Electricians are arrived at the house at about 8:00AM. Told me it’d be about four hours to install the 240-volt from the circuit breaker panel to the outdoor heat-pump. They were done a touch past 10:00AM.

I turned the Nest thermostat, which drives the oil burner, down to 58F and ran around setting the head-units to 66F. There was, of course, some smells because of them being new units. This caused a good deal of stress with various members of the house, which always has a cascade effect to take out everyone else. But, with the head-units running to get the “off-gassing” done with ASAP, all the windows were opened, and the air cleaners turned on. You can see that at the lowest point on the orange chart above. As the smell dissipated, the windows were closed and the air cleaners eventually throttled back to Auto. With all of that in mind, you can see that the electrical usage, now that we’ve baselined it a bit, is no different than before the mini-splits and heat-pump were powered up! LOVE IT! As an added bonus, because the oil heated baseboard heaters are not being used, I think the air is cleaner, which means less need for air cleaners! WINNING!!!!

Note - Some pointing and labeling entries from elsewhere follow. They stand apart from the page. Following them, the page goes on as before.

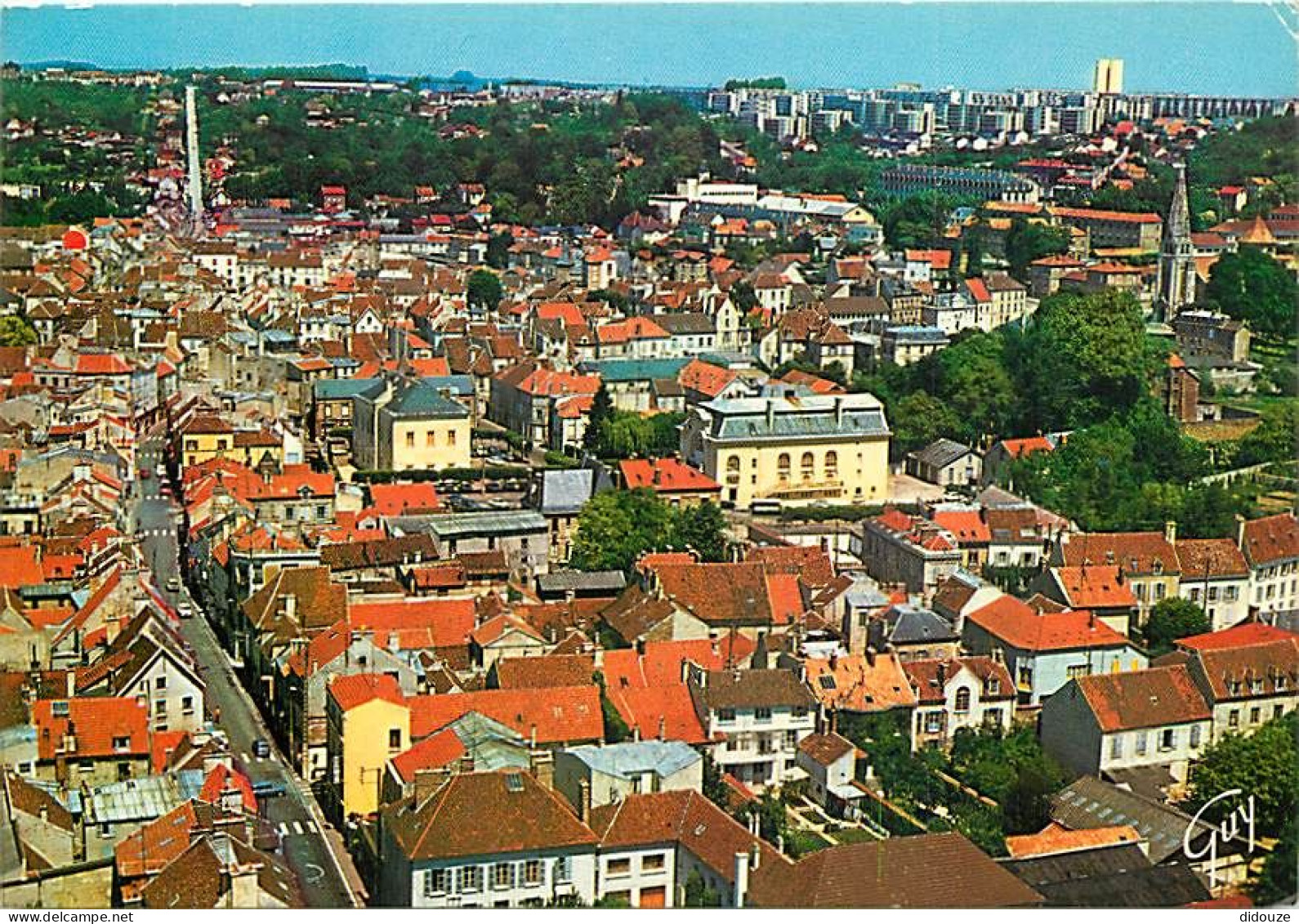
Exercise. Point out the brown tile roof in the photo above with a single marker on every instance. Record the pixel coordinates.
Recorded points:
(1134, 552)
(682, 818)
(825, 749)
(752, 689)
(482, 814)
(1273, 538)
(1143, 699)
(521, 673)
(902, 873)
(1215, 558)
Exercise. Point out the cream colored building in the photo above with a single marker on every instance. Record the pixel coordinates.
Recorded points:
(820, 449)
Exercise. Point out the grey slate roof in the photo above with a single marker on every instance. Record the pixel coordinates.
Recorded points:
(632, 758)
(561, 581)
(942, 453)
(565, 490)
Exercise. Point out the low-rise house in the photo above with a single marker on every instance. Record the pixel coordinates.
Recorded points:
(757, 717)
(1270, 546)
(601, 774)
(92, 739)
(1216, 578)
(908, 550)
(1248, 673)
(1046, 650)
(882, 875)
(946, 463)
(484, 840)
(830, 761)
(1109, 724)
(955, 693)
(652, 846)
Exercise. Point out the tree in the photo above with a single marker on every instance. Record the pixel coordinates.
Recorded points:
(703, 529)
(601, 411)
(1264, 765)
(920, 419)
(1252, 286)
(1082, 359)
(1175, 618)
(498, 250)
(16, 332)
(618, 528)
(1277, 880)
(1028, 241)
(484, 290)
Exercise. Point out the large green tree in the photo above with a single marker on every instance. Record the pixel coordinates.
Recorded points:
(1251, 286)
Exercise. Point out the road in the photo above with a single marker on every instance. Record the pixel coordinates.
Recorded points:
(312, 850)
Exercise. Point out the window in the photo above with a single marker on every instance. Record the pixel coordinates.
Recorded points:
(434, 882)
(962, 699)
(532, 873)
(503, 875)
(471, 879)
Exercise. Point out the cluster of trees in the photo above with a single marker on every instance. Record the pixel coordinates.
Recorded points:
(616, 528)
(623, 435)
(1254, 288)
(1082, 364)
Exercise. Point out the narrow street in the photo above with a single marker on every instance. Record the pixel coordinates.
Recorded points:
(310, 847)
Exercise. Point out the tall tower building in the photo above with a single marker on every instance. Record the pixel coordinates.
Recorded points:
(1109, 76)
(191, 143)
(1176, 288)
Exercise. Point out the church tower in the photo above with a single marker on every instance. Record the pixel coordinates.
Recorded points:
(1176, 257)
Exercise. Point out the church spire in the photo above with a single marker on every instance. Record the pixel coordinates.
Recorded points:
(1176, 288)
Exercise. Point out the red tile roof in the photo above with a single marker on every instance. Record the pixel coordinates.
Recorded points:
(358, 689)
(665, 475)
(1019, 625)
(1143, 699)
(1273, 538)
(557, 715)
(96, 724)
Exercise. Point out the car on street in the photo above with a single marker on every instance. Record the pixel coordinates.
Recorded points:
(268, 789)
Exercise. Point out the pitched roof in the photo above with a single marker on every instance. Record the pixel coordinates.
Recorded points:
(894, 873)
(1143, 699)
(1272, 538)
(556, 715)
(1019, 625)
(484, 814)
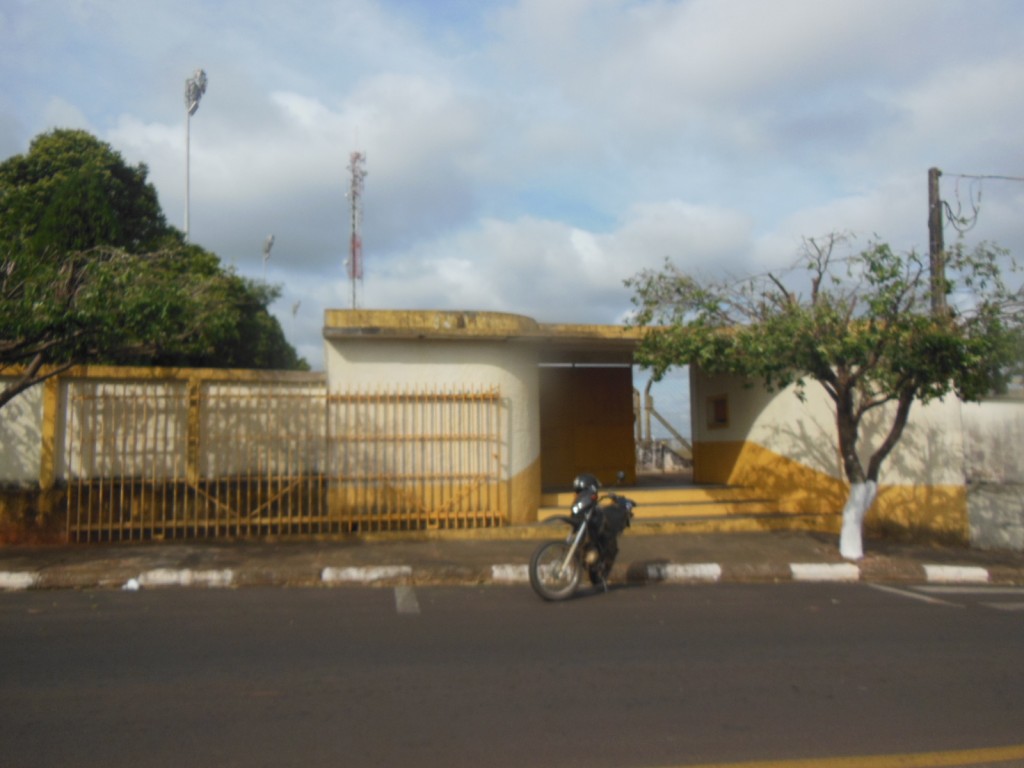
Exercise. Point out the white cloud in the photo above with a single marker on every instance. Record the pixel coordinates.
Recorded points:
(527, 156)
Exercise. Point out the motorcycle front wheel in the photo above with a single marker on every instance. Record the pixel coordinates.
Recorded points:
(548, 578)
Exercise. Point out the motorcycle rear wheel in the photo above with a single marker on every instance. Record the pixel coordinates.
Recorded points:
(544, 567)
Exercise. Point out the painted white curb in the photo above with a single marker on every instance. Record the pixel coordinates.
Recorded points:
(183, 578)
(843, 571)
(366, 574)
(17, 580)
(685, 572)
(955, 574)
(510, 573)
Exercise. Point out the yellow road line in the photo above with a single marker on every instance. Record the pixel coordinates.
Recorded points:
(920, 760)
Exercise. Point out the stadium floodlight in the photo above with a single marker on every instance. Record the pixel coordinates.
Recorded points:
(195, 88)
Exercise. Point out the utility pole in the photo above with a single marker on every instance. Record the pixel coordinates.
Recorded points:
(936, 247)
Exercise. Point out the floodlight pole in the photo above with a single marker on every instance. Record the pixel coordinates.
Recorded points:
(195, 88)
(267, 245)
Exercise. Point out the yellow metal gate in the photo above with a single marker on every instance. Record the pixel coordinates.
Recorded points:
(182, 459)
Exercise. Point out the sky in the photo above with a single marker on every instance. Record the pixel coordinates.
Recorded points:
(528, 156)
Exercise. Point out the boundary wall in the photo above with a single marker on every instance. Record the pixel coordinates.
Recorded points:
(955, 476)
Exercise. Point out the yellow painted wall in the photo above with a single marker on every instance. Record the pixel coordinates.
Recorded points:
(775, 441)
(933, 511)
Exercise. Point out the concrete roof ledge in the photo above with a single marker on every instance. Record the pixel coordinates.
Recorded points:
(558, 343)
(425, 324)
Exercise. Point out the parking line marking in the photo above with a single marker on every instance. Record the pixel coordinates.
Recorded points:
(955, 574)
(913, 596)
(824, 571)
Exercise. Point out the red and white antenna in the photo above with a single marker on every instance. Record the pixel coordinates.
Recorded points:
(358, 173)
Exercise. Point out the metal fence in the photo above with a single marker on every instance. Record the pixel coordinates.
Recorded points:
(195, 459)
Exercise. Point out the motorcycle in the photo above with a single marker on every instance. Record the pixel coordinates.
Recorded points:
(596, 520)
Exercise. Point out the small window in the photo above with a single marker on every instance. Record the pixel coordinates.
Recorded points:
(718, 412)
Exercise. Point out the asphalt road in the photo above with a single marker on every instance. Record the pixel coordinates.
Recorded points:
(646, 676)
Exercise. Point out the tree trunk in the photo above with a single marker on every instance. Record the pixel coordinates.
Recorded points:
(851, 540)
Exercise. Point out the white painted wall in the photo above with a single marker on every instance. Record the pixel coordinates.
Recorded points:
(20, 436)
(931, 451)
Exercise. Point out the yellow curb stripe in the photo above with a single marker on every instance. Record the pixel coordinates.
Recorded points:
(921, 760)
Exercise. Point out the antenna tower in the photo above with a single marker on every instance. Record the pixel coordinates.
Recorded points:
(356, 162)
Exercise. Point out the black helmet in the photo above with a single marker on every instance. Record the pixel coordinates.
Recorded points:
(586, 481)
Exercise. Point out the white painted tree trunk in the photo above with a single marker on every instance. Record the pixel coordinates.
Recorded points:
(851, 540)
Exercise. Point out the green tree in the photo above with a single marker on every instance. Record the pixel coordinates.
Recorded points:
(860, 326)
(90, 271)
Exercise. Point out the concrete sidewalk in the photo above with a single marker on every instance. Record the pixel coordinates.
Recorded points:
(497, 557)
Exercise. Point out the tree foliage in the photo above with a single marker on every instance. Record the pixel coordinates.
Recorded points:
(90, 271)
(860, 326)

Now, this is New England. While the heat-pump is rated down to 5F, I asked the installer what he thought was about the sweet spot for switching over to oil heat. 26F. Under that point and the heat-pump starts cycling into defrost mode, which negatively impacts the efficiency of the system. Seeing as we are in New England, it can get below 26F during the day, let alone at night while we are sleeping. There is no easy way to manage this switch-over to oil from the heat-pump. If only there was a way to have this switch-over point monitored and automated…

Well, there is. This would be something entirely easy for Home Assistant. I already have the outside temperature from the Accurite weather station. This isn’t Providence’s temperature, or Douglas, MA’s temperature, but rather the temperature in my actual backyard. If it goes below 27F, turn up the Nest thermostat to 66F. I could set that up right now. It would be simple, in fact. Once backyard temp goes 27 or above, turn the Nest thermostat down to 58F again. But, that would kind of leave the head-units to keep running while the furnace came up to temp. If only there were a way to tell the head-units to stop calling for heat…

Well, there are a few ways to do that. Unfortunately, they all involve WiFi. Even Mitsubishi’s own implementation involves installing a damn expensive WiFi module in each head-unit. After spending some time chasing this down the rabbit hole, I did eventually find the ESP8266 solution, which seamlessly blends into the Home Automation type stuff that I have been playing with for the last couple of months. Unfortunately, I’ve been asked to stop adding WiFi devices to the house. THAT is the challenge.